Some of the “worst attitudes ever” towards women are to be found among the region’s schoolboys, an expert has warned.

West Mercia Women's Aid chief executive Sue Coleman said after nearly 40 years working in the field, “although the services have got better, the statistics have not, with two women a week killed by a partner or former partner”.

“We need to prevent domestic abuse, not just respond to it,” she told Herefordshire councillors.

“We work in schools to encourage young people to think about respect and consent in relationships, and we are seeing increasingly some of the most misogynistic and antagonistic attitudes we have ever seen towards women among boys.

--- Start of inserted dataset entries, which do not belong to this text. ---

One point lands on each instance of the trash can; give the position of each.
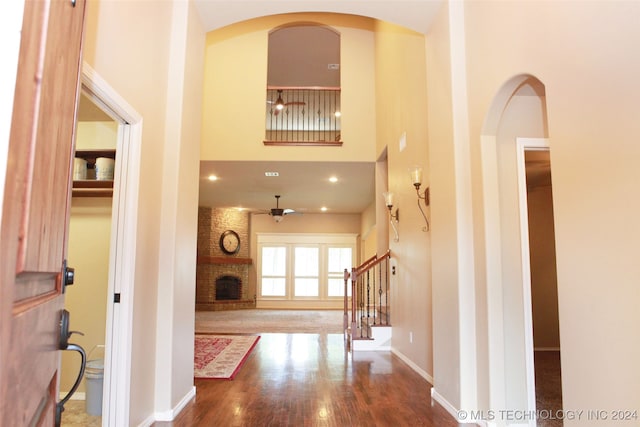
(94, 381)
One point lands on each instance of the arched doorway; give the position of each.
(514, 130)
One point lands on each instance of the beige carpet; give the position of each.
(255, 321)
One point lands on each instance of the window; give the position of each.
(306, 271)
(274, 271)
(304, 267)
(339, 259)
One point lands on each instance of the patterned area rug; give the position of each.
(221, 356)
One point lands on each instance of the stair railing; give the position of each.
(370, 302)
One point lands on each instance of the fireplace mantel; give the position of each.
(223, 260)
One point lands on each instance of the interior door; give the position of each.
(36, 210)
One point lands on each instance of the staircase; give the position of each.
(367, 324)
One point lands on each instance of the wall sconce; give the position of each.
(416, 180)
(393, 218)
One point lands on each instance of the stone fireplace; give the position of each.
(222, 280)
(228, 288)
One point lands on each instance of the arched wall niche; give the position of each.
(304, 54)
(517, 110)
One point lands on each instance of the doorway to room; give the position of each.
(539, 275)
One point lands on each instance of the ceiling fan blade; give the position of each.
(291, 212)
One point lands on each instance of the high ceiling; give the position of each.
(303, 186)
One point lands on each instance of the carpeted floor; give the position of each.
(255, 321)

“There is a lot work to be done here, because those attitudes are far from healthy, and a heck of a lot worse than they used to be.”

Asked by adults and wellbeing scrutiny committee chair Coun Ellissa Swinglehurst what she thought the cause of this worsening was, Ms Coleman replied: “There is a backlash, not just among young people, against women making sure violence against them remains high on the agenda.

“The availability of toxic online content, including pornography, is incredibly unhealthy and unhelpful, along with the opportunities that social media give young people to engage in remote abuse.

“That escalated enormously during lockdown, with young people taking the opportunity to become particularly abusive online, which the technology makes possible. It’s a dangerous cocktail that’s very evident in our schools, which are not able to combat it.”

The committee agreed a new draft five-year domestic abuse strategy in light of the new Domestic Abuse Act, enacted in April.

“One of the shortcomings of the Act is the focus on safe accommodation – as though as long as you have enough refuge spaces, you have everything covered,” Ms Coleman said.

“That’s fundamentally important, and with the refuge in Hereford and the nine satellite flats across the county, we have enough bed spaces, and keep emergency rooms for those who need them overnight.

“But many women do not want or need this. Those who have been living with domestic abuse, sometimes for years, need support for their mental and emotional well-being. We hope Herefordshire and other local authorities recognise the importance of this.”

West Mercia Women’s Aid covers Herefordshire, Shropshire and Worcestershire and provides a 24-hour helpline.